Overview
Global reinsurance dedicated capital totaled $769 bn at full-year 2024, a rise of 5.4% versus the restated full-year 2023 base. Growth was driven by both the INDEX3 companies and non-life alternative capital.
The capital position of the global reinsurance industry remains strong on an economic basis. Gallagher Re considers this measure most relevant for management decisions. Beinsure analyzed the Global Reinsurance Market Report and highlighted the key points.
Among the top four European reinsurers, the average solvency ratio (or SST coverage in Swiss Re’s case) stood at 265% at the end of 2024, down from 273% a year earlier, yet still above the upper end of the target range.
In 2024, INDEX capital supply outpaced INDEX premium demand.
Reinsurance dedicated capital rises to a new peak
Within the subset of INDEX companies that disclose detailed figures, revenue rose 8.1% in 2024. This was due to higher rates in property and casualty reinsurance, while exposure growth remained limited as companies scaled back from the US casualty market (see TOP Global Reinsurance Companies Ranking by Country).
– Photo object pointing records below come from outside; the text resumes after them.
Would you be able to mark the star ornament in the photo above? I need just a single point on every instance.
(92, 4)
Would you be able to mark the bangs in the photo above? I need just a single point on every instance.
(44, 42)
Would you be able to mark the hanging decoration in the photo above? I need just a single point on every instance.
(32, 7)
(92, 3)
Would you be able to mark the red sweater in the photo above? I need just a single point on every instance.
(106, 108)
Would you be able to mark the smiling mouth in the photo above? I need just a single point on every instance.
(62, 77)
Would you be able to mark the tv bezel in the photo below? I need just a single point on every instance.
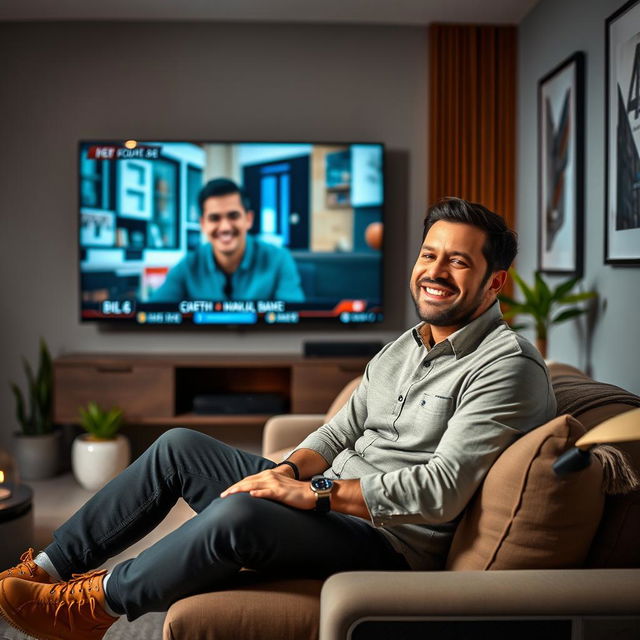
(313, 324)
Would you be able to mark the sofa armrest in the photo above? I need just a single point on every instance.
(353, 597)
(287, 431)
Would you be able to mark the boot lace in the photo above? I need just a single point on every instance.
(77, 593)
(26, 565)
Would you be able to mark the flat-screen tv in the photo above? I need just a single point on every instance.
(230, 233)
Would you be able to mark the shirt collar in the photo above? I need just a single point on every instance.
(249, 250)
(467, 338)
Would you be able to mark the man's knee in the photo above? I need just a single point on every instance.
(180, 438)
(240, 521)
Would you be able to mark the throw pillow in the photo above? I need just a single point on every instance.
(526, 517)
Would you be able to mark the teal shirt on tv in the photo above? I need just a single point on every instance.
(266, 272)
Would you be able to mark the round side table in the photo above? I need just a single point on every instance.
(16, 524)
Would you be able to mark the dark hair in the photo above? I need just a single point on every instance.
(222, 187)
(501, 246)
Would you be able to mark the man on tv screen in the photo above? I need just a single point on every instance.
(233, 265)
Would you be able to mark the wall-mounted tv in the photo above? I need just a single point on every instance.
(230, 233)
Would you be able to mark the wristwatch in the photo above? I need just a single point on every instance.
(322, 487)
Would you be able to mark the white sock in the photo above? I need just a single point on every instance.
(42, 560)
(107, 608)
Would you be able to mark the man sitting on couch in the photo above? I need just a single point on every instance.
(380, 486)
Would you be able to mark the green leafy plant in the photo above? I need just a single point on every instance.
(543, 304)
(35, 413)
(100, 423)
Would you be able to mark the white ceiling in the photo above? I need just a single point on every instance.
(392, 12)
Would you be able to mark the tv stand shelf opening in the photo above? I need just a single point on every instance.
(159, 389)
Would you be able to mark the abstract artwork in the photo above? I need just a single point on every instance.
(560, 134)
(622, 215)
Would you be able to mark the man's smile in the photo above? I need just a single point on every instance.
(434, 290)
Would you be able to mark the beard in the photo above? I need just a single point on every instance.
(457, 313)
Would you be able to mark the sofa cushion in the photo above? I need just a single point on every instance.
(255, 610)
(616, 542)
(526, 517)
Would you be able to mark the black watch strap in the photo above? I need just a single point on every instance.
(323, 504)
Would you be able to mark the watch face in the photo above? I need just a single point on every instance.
(320, 483)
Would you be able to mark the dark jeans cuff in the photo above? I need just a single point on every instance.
(59, 561)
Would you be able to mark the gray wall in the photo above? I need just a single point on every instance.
(63, 82)
(609, 344)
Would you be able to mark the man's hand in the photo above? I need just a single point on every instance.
(276, 484)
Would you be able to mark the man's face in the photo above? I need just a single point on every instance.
(225, 222)
(447, 280)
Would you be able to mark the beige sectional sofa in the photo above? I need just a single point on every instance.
(535, 556)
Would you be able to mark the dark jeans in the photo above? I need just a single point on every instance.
(207, 551)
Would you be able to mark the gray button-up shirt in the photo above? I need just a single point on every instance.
(425, 425)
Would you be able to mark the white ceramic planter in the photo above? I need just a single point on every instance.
(95, 462)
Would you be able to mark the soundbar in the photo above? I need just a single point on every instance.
(338, 349)
(239, 403)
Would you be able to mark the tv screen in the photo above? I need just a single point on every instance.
(219, 233)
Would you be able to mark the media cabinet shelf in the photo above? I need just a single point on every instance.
(158, 389)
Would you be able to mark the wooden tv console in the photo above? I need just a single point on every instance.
(159, 389)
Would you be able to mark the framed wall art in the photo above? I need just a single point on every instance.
(622, 127)
(561, 161)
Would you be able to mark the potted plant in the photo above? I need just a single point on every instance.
(37, 445)
(543, 305)
(102, 453)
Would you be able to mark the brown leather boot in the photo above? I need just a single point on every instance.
(72, 610)
(27, 569)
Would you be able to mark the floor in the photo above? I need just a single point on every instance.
(57, 499)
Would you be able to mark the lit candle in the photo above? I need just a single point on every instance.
(4, 491)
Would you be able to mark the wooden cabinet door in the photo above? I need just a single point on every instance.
(139, 391)
(315, 385)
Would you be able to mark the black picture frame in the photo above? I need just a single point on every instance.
(561, 168)
(622, 143)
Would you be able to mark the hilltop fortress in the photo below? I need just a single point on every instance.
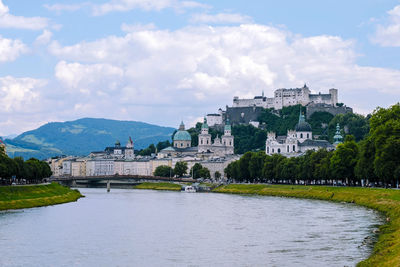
(247, 111)
(289, 97)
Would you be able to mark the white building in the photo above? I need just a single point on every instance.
(289, 97)
(295, 142)
(99, 166)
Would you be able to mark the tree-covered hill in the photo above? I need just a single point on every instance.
(80, 137)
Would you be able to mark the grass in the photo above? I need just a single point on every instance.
(386, 251)
(20, 197)
(159, 186)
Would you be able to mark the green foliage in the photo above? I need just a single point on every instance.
(159, 186)
(357, 125)
(180, 168)
(287, 119)
(80, 137)
(319, 122)
(248, 138)
(385, 139)
(164, 171)
(32, 170)
(19, 197)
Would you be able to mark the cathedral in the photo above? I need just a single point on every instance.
(182, 140)
(296, 142)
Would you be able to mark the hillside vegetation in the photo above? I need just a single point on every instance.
(20, 197)
(80, 137)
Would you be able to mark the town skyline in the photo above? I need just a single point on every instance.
(134, 60)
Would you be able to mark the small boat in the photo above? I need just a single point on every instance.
(190, 189)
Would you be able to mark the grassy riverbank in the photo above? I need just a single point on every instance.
(386, 251)
(29, 196)
(159, 186)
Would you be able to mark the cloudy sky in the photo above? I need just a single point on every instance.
(163, 61)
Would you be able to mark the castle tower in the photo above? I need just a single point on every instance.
(2, 147)
(182, 138)
(228, 139)
(291, 142)
(129, 149)
(333, 92)
(204, 138)
(303, 129)
(338, 137)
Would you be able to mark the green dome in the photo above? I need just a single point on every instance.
(182, 136)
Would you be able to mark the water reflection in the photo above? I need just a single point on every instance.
(151, 228)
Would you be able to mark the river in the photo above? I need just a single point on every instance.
(160, 228)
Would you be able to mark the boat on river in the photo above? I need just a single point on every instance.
(190, 189)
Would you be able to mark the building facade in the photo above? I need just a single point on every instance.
(289, 97)
(296, 142)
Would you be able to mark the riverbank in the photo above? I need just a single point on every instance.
(29, 196)
(386, 251)
(159, 186)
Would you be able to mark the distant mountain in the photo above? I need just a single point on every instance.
(80, 137)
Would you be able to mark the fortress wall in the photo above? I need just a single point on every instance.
(311, 108)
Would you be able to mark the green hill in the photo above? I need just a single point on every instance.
(80, 137)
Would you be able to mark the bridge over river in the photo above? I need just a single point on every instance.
(117, 180)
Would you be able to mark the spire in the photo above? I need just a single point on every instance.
(338, 137)
(301, 117)
(182, 126)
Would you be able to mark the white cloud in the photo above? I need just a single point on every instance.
(196, 70)
(44, 38)
(8, 20)
(19, 94)
(11, 49)
(221, 18)
(65, 7)
(389, 35)
(137, 27)
(84, 78)
(147, 5)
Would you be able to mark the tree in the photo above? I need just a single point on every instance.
(385, 134)
(164, 171)
(366, 157)
(344, 159)
(180, 168)
(256, 164)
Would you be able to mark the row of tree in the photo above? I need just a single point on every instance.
(375, 159)
(32, 170)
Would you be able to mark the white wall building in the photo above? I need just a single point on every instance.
(289, 97)
(295, 142)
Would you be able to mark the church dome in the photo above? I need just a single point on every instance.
(303, 126)
(182, 136)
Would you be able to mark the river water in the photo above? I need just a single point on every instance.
(156, 228)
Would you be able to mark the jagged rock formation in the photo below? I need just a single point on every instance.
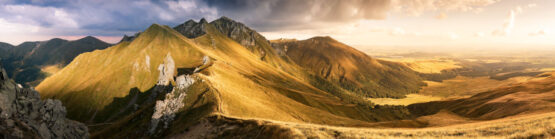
(192, 29)
(129, 38)
(24, 115)
(236, 31)
(165, 110)
(5, 49)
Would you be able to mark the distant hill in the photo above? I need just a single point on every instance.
(535, 96)
(353, 70)
(162, 82)
(5, 49)
(26, 62)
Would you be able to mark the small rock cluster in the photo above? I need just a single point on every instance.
(24, 115)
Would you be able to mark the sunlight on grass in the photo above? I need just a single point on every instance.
(410, 99)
INDEX capital increased by $31.4bn to $629bn, driven by $59bn in retained earnings. This figure reflects net income of $117bn, of which $58bn was returned to shareholders.
Unrealized investment depreciation of $23bn, nearly all attributable to National Indemnity, partially offset this growth.
Global Reinsurers by Capital
Rank | Reinsurer | Capital ($mn) |
1 | Munich Re | 40,446 |
2 | Swiss Re | 29,319 |
3 | Fairfax | 28,508 |
4 | Great-West Lifeco | 22,764 |
5 | Arch Capital | 20,820 |
6 | Markel | 16,929 |
7 | Hannover Re | 16,483 |
8 | General Re | 15,851 |
9 | Everest Re | 14,093 |
10 | China Re | 13,999 |
11 | QBE | 13,395 |
12 | AXA XL | 12,651 |
13 | RGA | 12,325 |
14 | MAPFRE | 12,026 |
15 | Pacific LifeCorp | 11,203 |
16 | RenaissanceRe | 10,574 |
17 | GIC India | 10,013 |
18 | Partner Re | 9,959 |
19 | WR Berkley | 9,417 |
20 | SCOR | 7,735 |
21 | Axis Capital | 6,511 |
22 | WMIG Ark | 5,286 |
23 | Transatlantic Re | 5,041 |
24 | Hiscox | 3,864 |
25 | Aspen | 3,372 |
26 | Arundo Re (formerly CCR Re) | 2,763 |
27 | DEVK Re | 2,659 |
28 | Fidelis | 2,630 |
29 | Convex | 2,619 |
30 | R&V Versicherung | 2,482 |
31 | QIC | 2,473 |
32 | Korean Re | 2,234 |
33 | SiriusPoint Re | 2,183 |
34 | RSUI Indemnity | 2,054 |
35 | Lancashire | 1,940 |
36 | Hamilton Re | 1,918 |
37 | Ascot | 1,869 |
38 | Toa Re | 1,842 |
39 | Somers Re | 1,346 |
40 | Peak Re | 1,282 |
41 | African Re | 1,066 |
42 | Conduit Re | 1,051 |
43 | PICC Re | 847 |
44 | Deutsche Re | 467 |
Index aggregate | 628,916 | |
National Indemnity | 240,606 | |
Subset aggregate | 226,270 |
Economic capital adequacy remains strong
Net income of $117bn was supported by realized investment gains of $63.4bn at National Indemnity, up from $49.9bn in 2023.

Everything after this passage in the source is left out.